VOLATILITY INDEXES ARE BOUNCING OFF MAJOR SUPPORT LINES -- THE VIX ALSO HAS A SEASONAL TENDENCY TO BOTTOM IN JULY -- RISING VOLATILITY IS USUALLY ASSOCIATED WITH A WEAKER STOCK MARKET
BOUNCING VIX TESTS 50-DAY MA... The CBOE Volatility (VIX) Index has been falling since March (as stocks have risen). The VIX peak in March near 53 coincided with the stock market bottom. A falling VIX is good for stocks since they trend in opposite directions. Correspondingly, a rising VIX is bearish for stocks. That's why this is a good time to take closer look at that contrary indicator. Chart 1 shows the VIX jumping since last Thursday (after a weak employment report) and after losing half its value since March. Two overhead resistance points worth watching are the 50-day moving average (at 31) and its mid-June peak at 32.77. A close above the higher number would confirm a VIX bottom and turn its trend higher (which would be negative for stocks). There are at least two good reasons for the VIX to start rallying from here. One is technical and the other seasonal. Let's start with the technical.

Chart 1
VIX IS BOUNCING OFF MAJOR SUPPORT LINE... Chart 2 plots weekly VIX bars over the last three years (with a logarithmic price scale). The chart shows the VIX starting to bounce off a rising support line that started in early 2007 (first arrow). That makes this a logical spot for the VIX to start rallying again. The weekly Commodity Channel Index (CCI) line at the bottom of the chart is also turning up from oversold territory (green circle) for the first time since last October (red arrow). The line on top of Chart 2 compares S&P 500 downturns with previous VIX upturns. An upside breakout in the VIX in July 2007 (circle) marked the first market peak. A VIX upturn in May 2008 (second arrow) marked the end of a market rally and another downturn. This bounce off the trendline (third arrow) appears to be coinciding with the end of another market rally.

Chart 2
VIX USUALLY RALLIES AT MIDYEAR ... This interesting bit of seasonal information comes courtesy of Larry McMillan's newsletter "The Options Strategist". In a recent article titled "Summer Seasonality", McMillan points out a distinct seasonal pattern in market volatility as measured by trends in the VIX. Over the last twenty years, the VIX has shown a tendency to decline during the second quarter (March through June). After that, it rallies sharply from the start of July until October when it peaks. That may account for the seasonal tendency for the market to weaken over the summer and form important bottoms during October. There's no guarantee that seasonal trend of the VIX will work this year (it doesn't work every year). McMillan points out, however that this year's trend in the VIX is following its historical seasonal trend pretty closely. Needless to say, a July bottom in the VIX would suggest that the market may be in for a weak summer. That fits into my view expressed on Friday that the S&P 500 has completed a short-term top and may be starting the formation of a "right shoulder" in a bottoming formation that could last until the autumn.

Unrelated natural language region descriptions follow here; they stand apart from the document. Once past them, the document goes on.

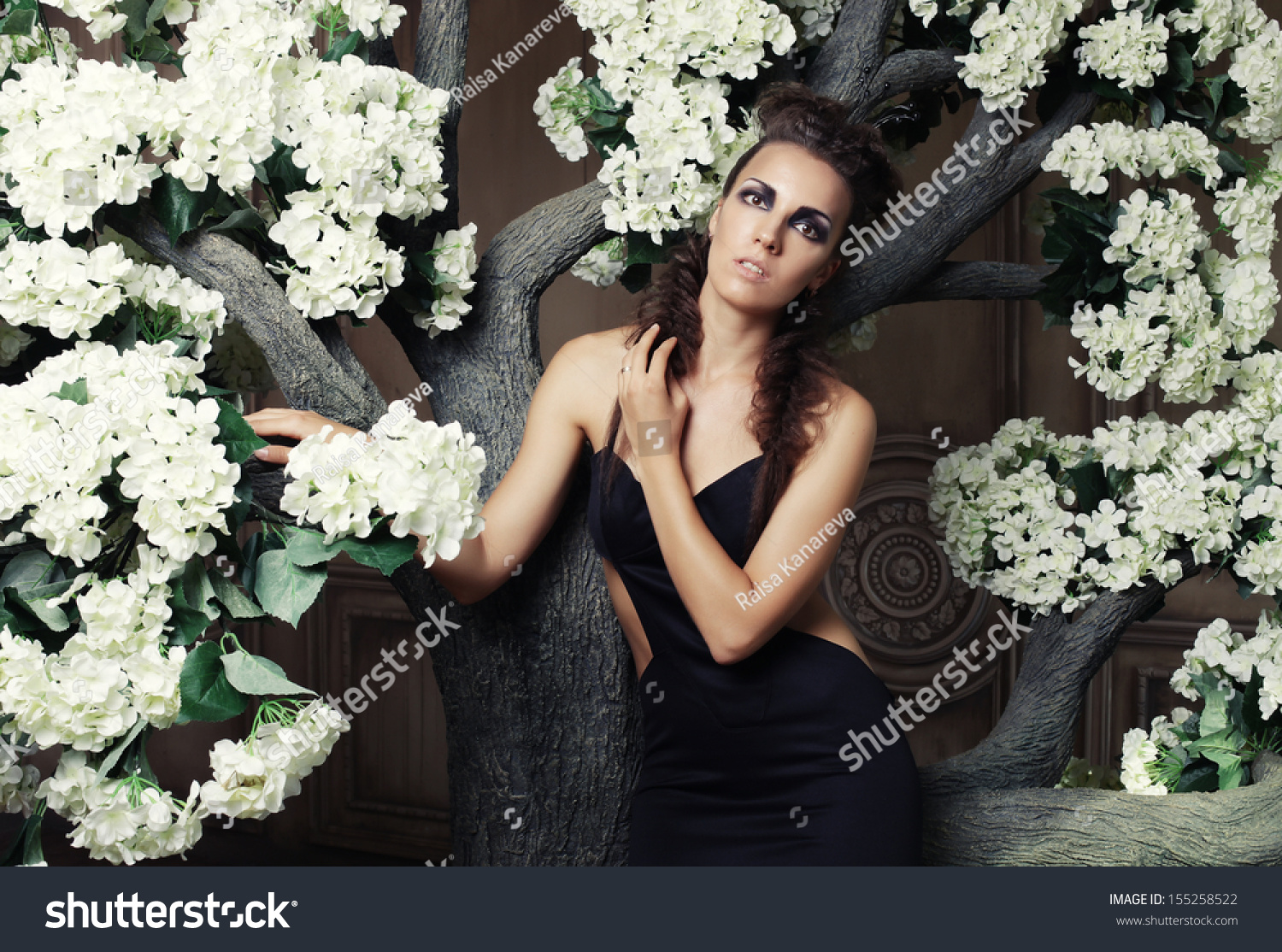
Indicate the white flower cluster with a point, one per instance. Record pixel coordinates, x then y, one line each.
109 674
18 782
1126 48
1127 349
122 820
1220 25
684 143
456 261
603 264
423 474
238 363
69 290
1138 752
102 15
1223 652
74 140
58 451
1256 69
858 336
562 107
1014 41
253 777
1156 238
926 9
999 498
1085 156
812 20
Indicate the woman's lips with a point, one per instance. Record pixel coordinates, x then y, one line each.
748 272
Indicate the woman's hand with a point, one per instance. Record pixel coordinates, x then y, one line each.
285 422
648 402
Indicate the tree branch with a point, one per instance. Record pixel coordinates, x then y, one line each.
338 389
905 72
979 281
856 50
990 182
1033 739
1085 826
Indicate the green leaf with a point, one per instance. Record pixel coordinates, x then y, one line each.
235 435
33 601
179 208
112 759
384 554
30 569
353 43
18 23
1179 64
284 588
259 675
197 588
127 338
248 220
136 10
207 695
282 174
1090 483
236 602
77 391
1203 777
308 547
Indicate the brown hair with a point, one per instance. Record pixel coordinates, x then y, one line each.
795 377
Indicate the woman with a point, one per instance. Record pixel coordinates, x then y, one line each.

NASDAQ VOLATILITY INDEX IS RISING AS WELL ... In case you're wondering about the Nasdaq Volatility Index (VXN), Chart 3 shows it also bouncing off a major support line. The daily bars in Chart 4 show the VXN moving up to test its 50-day average and, more importantly, its mid-June peak at 32.63. The green line in Chart 4 shows the Nasdaq 100 Index trending inversely to the VXN. Given that inverse correction, it's logical to expect that an upside breakout in the VXN would have a negative on the Nasdaq 100 Index on which it is based. Chart 5 shows the NDX threatening to break its 50-day average to the downside. That would constitute another short-term sell signal. Its daily MACD lines continue to weaken as well. The market appears headed for a summer of lower stock prices and rising volatility.